Estando na sala por cerca de duas ou três horas, o pensamento repletamente concentrado, tomado de coisas por si mesmo, dava voltas e voltas em torno de uma questão literária de menor cabimento. Estando na sala, não evitou surpreender-se quando cinco ou seis das sementes de uma planta cuja flor é azul turquesa se espalharam pela casa, provocando efeito semelhante ao do entrechoque de bolas de gude atiradas ao acaso por mãos de criança ou ao de bolas de sinuca após uma tacada desastrosa.
Escrevia desde a manhã. Uma xícara de café ao lado do computador, pilhas de livros e revistas e o jornal do dia aberto na página de opinião constituíam o quadro matinal severamente repetido dia após dia, sem reclames, sem pausas nem intromissões. Estava nesse pé, dignamente recolhido, sequer tinha deixado a casa para almoçar.
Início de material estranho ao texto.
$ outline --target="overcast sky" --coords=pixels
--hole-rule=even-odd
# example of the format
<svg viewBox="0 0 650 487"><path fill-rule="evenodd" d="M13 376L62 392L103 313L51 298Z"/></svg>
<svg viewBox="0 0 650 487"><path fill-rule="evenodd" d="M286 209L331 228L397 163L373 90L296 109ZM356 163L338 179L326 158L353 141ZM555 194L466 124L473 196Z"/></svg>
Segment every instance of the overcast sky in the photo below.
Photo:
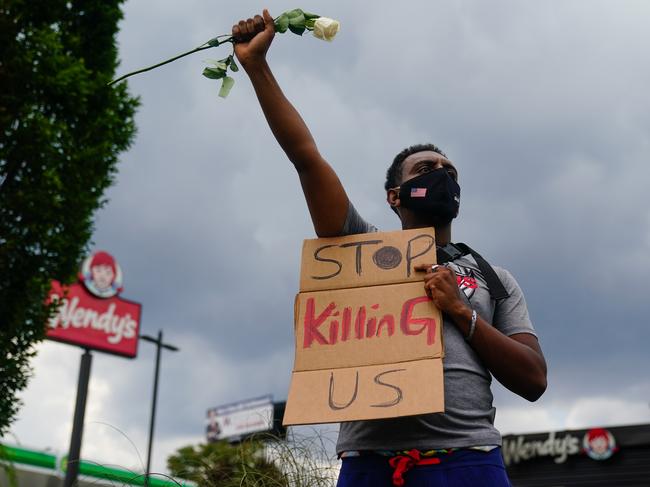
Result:
<svg viewBox="0 0 650 487"><path fill-rule="evenodd" d="M129 1L124 73L229 32L248 2ZM650 3L273 2L340 19L332 43L277 36L276 77L351 200L378 227L395 153L438 144L460 171L454 240L524 289L549 365L538 402L495 386L502 433L650 422ZM314 236L290 163L243 72L228 99L201 76L228 47L129 82L138 135L97 214L142 332L164 330L154 470L204 437L208 407L286 398L302 240ZM139 467L153 346L94 353L82 455ZM65 453L81 351L44 343L5 440Z"/></svg>

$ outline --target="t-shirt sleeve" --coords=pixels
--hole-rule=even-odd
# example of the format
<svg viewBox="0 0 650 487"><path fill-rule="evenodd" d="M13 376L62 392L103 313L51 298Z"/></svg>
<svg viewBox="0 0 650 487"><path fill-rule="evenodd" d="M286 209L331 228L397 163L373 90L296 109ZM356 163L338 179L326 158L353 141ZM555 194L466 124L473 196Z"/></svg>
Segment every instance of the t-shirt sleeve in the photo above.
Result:
<svg viewBox="0 0 650 487"><path fill-rule="evenodd" d="M348 206L348 214L345 217L341 235L355 235L357 233L376 232L377 227L363 219L352 203Z"/></svg>
<svg viewBox="0 0 650 487"><path fill-rule="evenodd" d="M506 291L508 291L509 296L497 301L492 325L507 336L516 333L530 333L537 336L530 321L530 316L528 316L526 299L519 284L507 270L500 267L495 267L494 270L501 279Z"/></svg>

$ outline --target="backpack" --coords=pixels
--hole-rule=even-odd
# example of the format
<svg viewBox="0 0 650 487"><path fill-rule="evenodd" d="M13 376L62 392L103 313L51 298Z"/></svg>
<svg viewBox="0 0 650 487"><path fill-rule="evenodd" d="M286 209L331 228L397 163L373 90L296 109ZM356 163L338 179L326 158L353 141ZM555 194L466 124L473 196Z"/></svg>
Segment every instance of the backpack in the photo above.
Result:
<svg viewBox="0 0 650 487"><path fill-rule="evenodd" d="M436 250L438 264L452 262L468 254L474 257L474 260L476 261L481 274L483 274L483 278L485 279L488 290L490 291L490 297L496 301L499 301L510 296L510 294L508 294L508 291L506 291L503 283L501 282L501 279L499 279L499 276L497 276L497 273L494 271L488 261L481 257L481 255L472 249L469 245L464 243L448 243L444 247L438 247Z"/></svg>

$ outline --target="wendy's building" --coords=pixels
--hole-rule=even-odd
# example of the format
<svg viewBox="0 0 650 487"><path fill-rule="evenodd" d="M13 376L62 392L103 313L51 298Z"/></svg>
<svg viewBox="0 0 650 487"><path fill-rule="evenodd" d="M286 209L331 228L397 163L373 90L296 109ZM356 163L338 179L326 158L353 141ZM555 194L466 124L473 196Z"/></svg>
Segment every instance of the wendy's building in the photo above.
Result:
<svg viewBox="0 0 650 487"><path fill-rule="evenodd" d="M503 437L514 487L648 487L650 424Z"/></svg>

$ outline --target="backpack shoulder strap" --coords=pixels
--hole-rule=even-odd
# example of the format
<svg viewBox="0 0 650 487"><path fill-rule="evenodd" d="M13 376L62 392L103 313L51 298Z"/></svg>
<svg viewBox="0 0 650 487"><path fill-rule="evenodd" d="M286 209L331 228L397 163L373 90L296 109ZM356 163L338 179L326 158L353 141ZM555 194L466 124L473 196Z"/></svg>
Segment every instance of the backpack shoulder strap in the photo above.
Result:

Parte preguiça, parte obsessão.
Um punhado de esferas negras feito sementes de maracujá saltou da estante, derramou-se no chão, escondeu-se atrás das cadeiras e entre as vias expressas desenhadas no espaço exato de uma cerâmica para outra.
Espantou-se menos com que houvessem rompido a casca cor da pele do que com sua presença. Era espectador de um bago seco de brotos esquisitos que, por obra de qualquer força cuja origem desconhece, desprenderam-se do interior da guarnição ressequida, um casulo por função, há dias posto num dos cantos da estante de plástico e lá esquecido até aquele momento.
Ligou para ela e comunicou o fato, tendo cuidado em construir clímax. Ela apenas ria. Para arrematar, arrogando-se um tanto apenas de poesia, contou da emoção que se seguira ao susto provocado pela explosão de sementes. Cada uma, disse, rolara para um ponto diferente da casa vazia.
Finalmente garantiu tratar-se de evento qualquer no desenrolar das horas.